Leturque A, Hauguel S, Ferré P, Girard J
Biol Neonate. 1987;51(2):64-9. doi: 10.1159/000242634.
Pregnancy is characterized by a number of maternal metabolic modifications in order to meet the energy requirements of the growing fetus. A progressive alteration of maternal glucose homeostasis develops throughout gestation and becomes maximal during the last trimester. A relative hypoglycemia is observed during the postabsorptive period despite an elevated plasma insulin concentration and an enhanced hepatic glucose production. In addition, the glucose utilization rate by peripheral maternal tissues is lowered in late gestation indicating that the mother supplies glucose to the fetus at the expense of her own tissues. Concomitantly, an insulin-resistant state develops in the mother to help sparing glucose for the pregnant uterus. It involves both glucose-producing (liver) and glucose-utilizing tissues.
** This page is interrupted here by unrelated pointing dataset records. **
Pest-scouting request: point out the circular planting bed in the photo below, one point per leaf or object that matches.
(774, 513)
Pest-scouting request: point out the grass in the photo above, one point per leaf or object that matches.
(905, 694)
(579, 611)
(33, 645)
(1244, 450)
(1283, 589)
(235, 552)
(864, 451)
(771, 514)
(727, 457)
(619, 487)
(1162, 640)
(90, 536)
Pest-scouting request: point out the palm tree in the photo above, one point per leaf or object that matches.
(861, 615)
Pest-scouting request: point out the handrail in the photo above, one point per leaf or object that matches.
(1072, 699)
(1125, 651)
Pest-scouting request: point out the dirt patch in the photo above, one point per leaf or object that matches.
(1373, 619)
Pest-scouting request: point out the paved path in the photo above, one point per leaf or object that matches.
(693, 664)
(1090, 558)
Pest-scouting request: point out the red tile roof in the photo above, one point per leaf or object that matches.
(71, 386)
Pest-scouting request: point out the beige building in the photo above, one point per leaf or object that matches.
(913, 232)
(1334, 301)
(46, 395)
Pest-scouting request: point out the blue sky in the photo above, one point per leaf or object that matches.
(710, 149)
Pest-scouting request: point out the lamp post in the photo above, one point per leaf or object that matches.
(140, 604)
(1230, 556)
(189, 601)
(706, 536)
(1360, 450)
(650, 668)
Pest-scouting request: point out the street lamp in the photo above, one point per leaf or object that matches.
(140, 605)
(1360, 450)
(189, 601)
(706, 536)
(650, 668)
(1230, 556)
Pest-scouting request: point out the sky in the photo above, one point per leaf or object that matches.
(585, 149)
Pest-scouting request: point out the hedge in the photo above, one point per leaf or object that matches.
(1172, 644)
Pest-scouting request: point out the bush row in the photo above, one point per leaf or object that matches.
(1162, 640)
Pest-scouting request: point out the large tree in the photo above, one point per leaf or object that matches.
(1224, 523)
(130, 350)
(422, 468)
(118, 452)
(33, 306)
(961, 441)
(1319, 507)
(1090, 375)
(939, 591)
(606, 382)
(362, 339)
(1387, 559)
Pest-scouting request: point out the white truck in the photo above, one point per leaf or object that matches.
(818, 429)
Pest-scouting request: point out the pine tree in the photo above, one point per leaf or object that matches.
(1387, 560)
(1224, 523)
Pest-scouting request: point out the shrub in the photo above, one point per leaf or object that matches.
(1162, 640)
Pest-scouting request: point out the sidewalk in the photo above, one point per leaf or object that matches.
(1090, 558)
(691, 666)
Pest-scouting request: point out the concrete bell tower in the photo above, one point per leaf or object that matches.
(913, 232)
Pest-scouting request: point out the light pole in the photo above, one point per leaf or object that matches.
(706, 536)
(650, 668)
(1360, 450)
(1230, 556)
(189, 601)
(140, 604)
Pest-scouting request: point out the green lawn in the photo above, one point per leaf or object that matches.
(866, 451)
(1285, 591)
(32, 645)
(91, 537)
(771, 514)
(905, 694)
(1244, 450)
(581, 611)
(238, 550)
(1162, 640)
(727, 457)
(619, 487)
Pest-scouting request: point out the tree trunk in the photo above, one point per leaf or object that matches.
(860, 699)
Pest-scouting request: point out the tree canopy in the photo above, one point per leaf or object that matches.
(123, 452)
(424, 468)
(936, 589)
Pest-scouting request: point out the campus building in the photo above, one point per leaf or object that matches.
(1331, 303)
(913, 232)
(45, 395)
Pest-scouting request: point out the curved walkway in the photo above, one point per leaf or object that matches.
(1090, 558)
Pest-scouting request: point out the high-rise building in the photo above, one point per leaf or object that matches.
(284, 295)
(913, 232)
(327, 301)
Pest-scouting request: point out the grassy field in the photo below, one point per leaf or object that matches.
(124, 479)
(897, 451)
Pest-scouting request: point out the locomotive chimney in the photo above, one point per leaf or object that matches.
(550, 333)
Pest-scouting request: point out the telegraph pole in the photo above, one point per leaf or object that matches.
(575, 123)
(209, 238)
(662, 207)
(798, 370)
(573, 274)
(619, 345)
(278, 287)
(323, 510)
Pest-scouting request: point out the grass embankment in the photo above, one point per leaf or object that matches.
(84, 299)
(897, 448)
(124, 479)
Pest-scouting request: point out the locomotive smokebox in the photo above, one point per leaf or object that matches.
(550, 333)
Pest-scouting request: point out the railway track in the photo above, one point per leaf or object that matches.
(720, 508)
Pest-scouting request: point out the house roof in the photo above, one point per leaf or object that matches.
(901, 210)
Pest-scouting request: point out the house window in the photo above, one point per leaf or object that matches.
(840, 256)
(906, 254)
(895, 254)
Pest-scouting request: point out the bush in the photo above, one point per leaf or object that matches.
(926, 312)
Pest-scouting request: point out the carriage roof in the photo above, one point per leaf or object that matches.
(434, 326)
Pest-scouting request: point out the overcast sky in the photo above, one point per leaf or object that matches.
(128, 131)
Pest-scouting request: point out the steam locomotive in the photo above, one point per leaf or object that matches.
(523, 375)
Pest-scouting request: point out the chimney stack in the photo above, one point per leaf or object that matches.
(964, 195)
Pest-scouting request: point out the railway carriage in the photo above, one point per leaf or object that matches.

So far, the factor(s) responsible for the development of pregnancy-induced insulin resistance has not been identified although a number of circulating hormones are known to counteract insulin effects.
怀孕的特征是母体发生一系列代谢改变,以满足不断生长的胎儿的能量需求。在整个妊娠期,母体葡萄糖稳态会逐渐发生改变,并在妊娠晚期达到最大程度。尽管血浆胰岛素浓度升高且肝葡萄糖生成增加,但在吸收后阶段仍观察到相对低血糖。此外,妊娠晚期母体外周组织的葡萄糖利用率降低,这表明母亲以自身组织为代价向胎儿供应葡萄糖。与此同时,母亲体内会出现胰岛素抵抗状态,以帮助为妊娠子宫节省葡萄糖。这涉及产糖(肝脏)和利用葡萄糖的组织。到目前为止,尽管已知多种循环激素会抵消胰岛素的作用,但导致妊娠诱导性胰岛素抵抗发生的因素尚未确定。